On the requiring side, workflows look up the names of artifacts they require in the internal collection; each of those lookups may return nothing, or a promise including a work request ID, or an artifact that already exists, and they may use that to determine which child work requests they create. They use lookups in their child work requests to refer to items in the internal collection (e.g. internal@collections/name:build-amd64), and add corresponding dependencies on work requests that promise to provide those items.

The Workflow (or WorkRequest, if appropriate) class gains helper methods for use by workflow orchestrators to declare that a work request provides output (adding an event reaction and a promise) and to declare that a work request requires input (adding any necessary dependencies based on its task data). These help to make both the providing and requiring sides work in uniform ways.

Orchestration changes

The populate method of sub-workflows is no longer called directly by the scheduler. Instead, the root workflow’s populate method calls populate on any sub-workflows it creates.

This means that sub-workflows may depend on other steps within the root workflow while still being fully populated in advance of being able to run. A workflow that needs more information before being able to populate child work requests should use workflow callbacks to run the workflow orchestrator again when it is ready. (For example, a workflow that creates a source package and then builds it may not know which work requests it needs to create until it has created the source package and can look at its Architecture field.)

Category debusine:promise

This bare data item represents an artifact that will eventually be provided as the output of some existing work request.
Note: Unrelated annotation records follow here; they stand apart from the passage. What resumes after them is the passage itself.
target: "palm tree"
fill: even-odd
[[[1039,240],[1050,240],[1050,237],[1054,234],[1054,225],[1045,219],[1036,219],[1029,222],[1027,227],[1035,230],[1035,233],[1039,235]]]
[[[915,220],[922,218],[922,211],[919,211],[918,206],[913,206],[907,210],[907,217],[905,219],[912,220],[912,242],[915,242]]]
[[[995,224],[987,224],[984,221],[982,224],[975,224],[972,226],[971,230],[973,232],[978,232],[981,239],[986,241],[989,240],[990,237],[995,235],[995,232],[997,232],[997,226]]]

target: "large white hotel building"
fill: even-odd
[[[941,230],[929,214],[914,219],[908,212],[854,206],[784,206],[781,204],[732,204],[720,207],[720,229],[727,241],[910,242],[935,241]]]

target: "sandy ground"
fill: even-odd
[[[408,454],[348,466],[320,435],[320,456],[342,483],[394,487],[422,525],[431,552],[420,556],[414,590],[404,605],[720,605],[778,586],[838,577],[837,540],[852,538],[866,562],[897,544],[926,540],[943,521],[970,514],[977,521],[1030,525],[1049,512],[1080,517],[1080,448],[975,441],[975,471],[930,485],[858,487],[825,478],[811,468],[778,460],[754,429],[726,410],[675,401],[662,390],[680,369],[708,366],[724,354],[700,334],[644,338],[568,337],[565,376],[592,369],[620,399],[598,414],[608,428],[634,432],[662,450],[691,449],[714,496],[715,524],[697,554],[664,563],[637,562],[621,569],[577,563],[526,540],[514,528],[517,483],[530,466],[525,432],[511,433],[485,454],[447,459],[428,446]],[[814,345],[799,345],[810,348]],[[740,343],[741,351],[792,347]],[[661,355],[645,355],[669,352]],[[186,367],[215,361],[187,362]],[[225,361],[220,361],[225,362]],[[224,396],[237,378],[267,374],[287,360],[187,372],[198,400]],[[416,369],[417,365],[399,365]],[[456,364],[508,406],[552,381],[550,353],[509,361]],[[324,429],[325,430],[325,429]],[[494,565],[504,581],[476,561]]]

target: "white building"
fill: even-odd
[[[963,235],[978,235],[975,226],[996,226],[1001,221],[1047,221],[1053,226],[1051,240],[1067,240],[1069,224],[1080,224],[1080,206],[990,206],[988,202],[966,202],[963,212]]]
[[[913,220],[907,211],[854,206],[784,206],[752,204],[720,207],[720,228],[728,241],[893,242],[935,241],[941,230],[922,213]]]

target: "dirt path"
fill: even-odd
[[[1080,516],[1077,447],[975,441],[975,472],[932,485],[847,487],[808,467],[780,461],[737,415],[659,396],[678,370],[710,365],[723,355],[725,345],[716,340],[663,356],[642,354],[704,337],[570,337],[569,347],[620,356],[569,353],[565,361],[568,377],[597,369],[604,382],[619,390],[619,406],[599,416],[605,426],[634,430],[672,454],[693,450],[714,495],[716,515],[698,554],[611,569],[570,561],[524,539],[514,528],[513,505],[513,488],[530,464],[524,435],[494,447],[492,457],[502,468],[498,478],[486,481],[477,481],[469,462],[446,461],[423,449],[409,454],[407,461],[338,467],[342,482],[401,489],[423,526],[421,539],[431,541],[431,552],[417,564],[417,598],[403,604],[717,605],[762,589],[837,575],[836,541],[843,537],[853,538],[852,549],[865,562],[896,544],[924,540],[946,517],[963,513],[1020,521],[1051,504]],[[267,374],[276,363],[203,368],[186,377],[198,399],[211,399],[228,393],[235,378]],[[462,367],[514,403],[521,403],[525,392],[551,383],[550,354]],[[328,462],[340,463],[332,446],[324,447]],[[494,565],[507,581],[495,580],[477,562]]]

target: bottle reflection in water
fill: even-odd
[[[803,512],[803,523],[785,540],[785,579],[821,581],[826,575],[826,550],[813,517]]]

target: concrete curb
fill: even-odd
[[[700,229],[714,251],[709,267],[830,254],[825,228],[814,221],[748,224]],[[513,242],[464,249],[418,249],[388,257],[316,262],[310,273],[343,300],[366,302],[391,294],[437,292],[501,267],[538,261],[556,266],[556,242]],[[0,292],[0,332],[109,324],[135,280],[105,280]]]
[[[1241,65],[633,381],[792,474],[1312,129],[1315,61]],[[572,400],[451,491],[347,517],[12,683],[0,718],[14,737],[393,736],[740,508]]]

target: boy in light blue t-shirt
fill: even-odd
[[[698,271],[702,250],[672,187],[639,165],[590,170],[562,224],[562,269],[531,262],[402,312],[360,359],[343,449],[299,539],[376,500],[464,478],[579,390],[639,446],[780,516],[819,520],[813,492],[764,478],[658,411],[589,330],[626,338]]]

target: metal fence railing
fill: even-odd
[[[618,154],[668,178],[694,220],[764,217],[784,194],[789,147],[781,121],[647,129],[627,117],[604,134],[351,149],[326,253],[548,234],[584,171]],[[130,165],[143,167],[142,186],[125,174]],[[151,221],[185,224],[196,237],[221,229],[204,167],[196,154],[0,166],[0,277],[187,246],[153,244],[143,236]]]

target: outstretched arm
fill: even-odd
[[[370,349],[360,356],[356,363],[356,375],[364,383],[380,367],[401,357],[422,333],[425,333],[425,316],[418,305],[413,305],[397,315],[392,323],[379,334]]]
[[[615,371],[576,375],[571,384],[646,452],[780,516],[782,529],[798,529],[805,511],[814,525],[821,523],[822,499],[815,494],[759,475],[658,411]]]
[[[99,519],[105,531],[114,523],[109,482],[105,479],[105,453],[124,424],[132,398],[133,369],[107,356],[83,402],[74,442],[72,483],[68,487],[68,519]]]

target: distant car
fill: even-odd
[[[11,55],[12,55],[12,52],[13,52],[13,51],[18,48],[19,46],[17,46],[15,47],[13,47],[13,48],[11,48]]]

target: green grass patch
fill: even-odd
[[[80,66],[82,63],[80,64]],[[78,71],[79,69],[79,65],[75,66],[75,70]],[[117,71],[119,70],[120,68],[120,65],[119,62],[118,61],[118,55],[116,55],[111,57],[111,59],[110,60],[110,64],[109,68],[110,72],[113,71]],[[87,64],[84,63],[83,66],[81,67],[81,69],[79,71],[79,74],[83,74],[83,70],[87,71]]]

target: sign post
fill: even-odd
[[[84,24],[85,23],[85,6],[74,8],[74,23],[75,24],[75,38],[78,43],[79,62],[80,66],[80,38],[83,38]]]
The bare data item may contain additional properties of said artifact to help differentiate them. These items are created by workflows when they populate their work request graphs.

Workflows add promises to their internal collection using the same name as they use for the expected artifact.

  • Data:

    • promise_work_request_id (integer, required): the ID of the work request that is expected to fulfil this promise

    • promise_workflow_id (integer, required): the ID of the workflow work request that created this promise

    • promise_category (string, required): the category of the artifact that is expected to be provided

Other data items should match the per-item data structure used when adding the promised artifact to the workflow’s internal collection, which is determined by the parent workflow based on its protocol for communicating with other workflows. This allows constructing lookups that match either a promise or the promised artifact. Names starting with promise_ are reserved.

When a work request is retried, it must update the work request ID in any associated promises.

debusine:workflow-internal collection changes

The debusine:workflow-internal collection may now have per-item data, whose structure is defined by workflows using the update-collection-with-artifacts or update-collection-with-data event reactions. The variables or data fields respectively are copied into per-item data. Names starting with promise_ are reserved.

This allows matching promises or promised artifacts using workflow-defined criteria.